What CellDEEP does

CellDEEP reduces scRNA-seq sparsity by pooling cells into pseudocells before DE testing.

Load package and example data

library(CellDEEP)
data("sim")

Step 1: Run DE directly with FindMarker.CellDEEP

FindMarker.CellDEEP includes metadata preparation internally. Key parameters to set: - group_id, sample_id, cluster_id: metadata column names in your Seurat object - ident.1, ident.2: two groups to compare - cell_selection: how to select cells for pooling ("kmean" or "random") - readcounts: how to aggregate counts in pooled cells ("sum" or "mean") - min_cells_per_subgroup: minimum cells required in each sample-cluster subgroup for pooling

de.test <- FindMarker.CellDEEP(
  sim,
  group_id = "Status",
  sample_id = "DonorID",
  cluster_id = "cluster_id",
  Pool = TRUE,
  test.use = "wilcox",
  n_cells = 3,
  min_cells_per_subgroup = 1,
  cell_selection = "random",
  readcounts = "sum",
  logfc.threshold = 0.25,
  ident.1 = "Case",
  ident.2 = "Control"
)
#> Start Pooling.....
#> Pooling...
#> Warning: Data is of class matrix. Coercing to dgCMatrix.
#> FindMarker running.....
#> 1st ident is:
#> Case
#> 2nd ident is:
#> Control
#> group by:
#> group_id
#> Normalizing layer: counts
#> Finding variable features for layer counts
#> Centering and scaling data matrix
#> For a (much!) faster implementation of the Wilcoxon Rank Sum Test,
#> (default method for FindMarkers) please install the presto package
#> --------------------------------------------
#> install.packages('devtools')
#> devtools::install_github('immunogenomics/presto')
#> --------------------------------------------
#> After installation of presto, Seurat will automatically use the more 
#> efficient implementation (no further action necessary).
#> This message will be shown once per session
#> 20
#> Gene1728Gene1992Gene1626Gene1864Gene1715Gene1807

Step 2: Pool cells only (optional)

Use these functions if you want pooled objects without running DE immediately.

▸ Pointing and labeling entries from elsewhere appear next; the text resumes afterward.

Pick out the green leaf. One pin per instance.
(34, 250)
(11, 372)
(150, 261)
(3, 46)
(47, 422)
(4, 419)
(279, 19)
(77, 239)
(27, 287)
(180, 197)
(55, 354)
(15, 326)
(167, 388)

min_cells_per_subgroup means the minimum number of cells required in each sample_id x cluster_id subgroup before pooling is performed.

Pooling functions use standardized metadata fields (sample_id, group_id, cluster_id), so prepare once before pooling:

pool_input <- prepare_data(
  sim,
  sample_id = "DonorID",
  group_id = "Status",
  cluster_id = "cluster_id"
)

K-means pooling

pooled_kmean <- CellDEEP.Kmean(
  pool_input,
  readcounts = "sum",
  n_cells = 3,
  min_cells_per_subgroup = 1,
  assay_name = "RNA"
)
#> Pooling...
#> Warning: Data is of class matrix. Coercing to dgCMatrix.
#> Drop out cell number during kmean pooling is:
#> 24
pooled_kmean
#> An object of class Seurat 
#> 2000 features across 56 samples within 1 assay 
#> Active assay: RNA (2000 features, 0 variable features)
#>  1 layer present: counts

Random pooling

pooled_random <- CellDEEP.Random(
  pool_input,
  readcounts = "sum",
  n_cells = 5,
  min_cells_per_subgroup = 1,
  assay_name = "RNA"
)
#> Pooling...
#> Warning: Data is of class matrix. Coercing to dgCMatrix.
pooled_random
#> An object of class Seurat 
#> 2000 features across 32 samples within 1 assay 
#> Active assay: RNA (2000 features, 0 variable features)
#>  1 layer present: counts

If no genes pass the adjusted p-value filter in this small example dataset, try a larger dataset or set full_list = TRUE.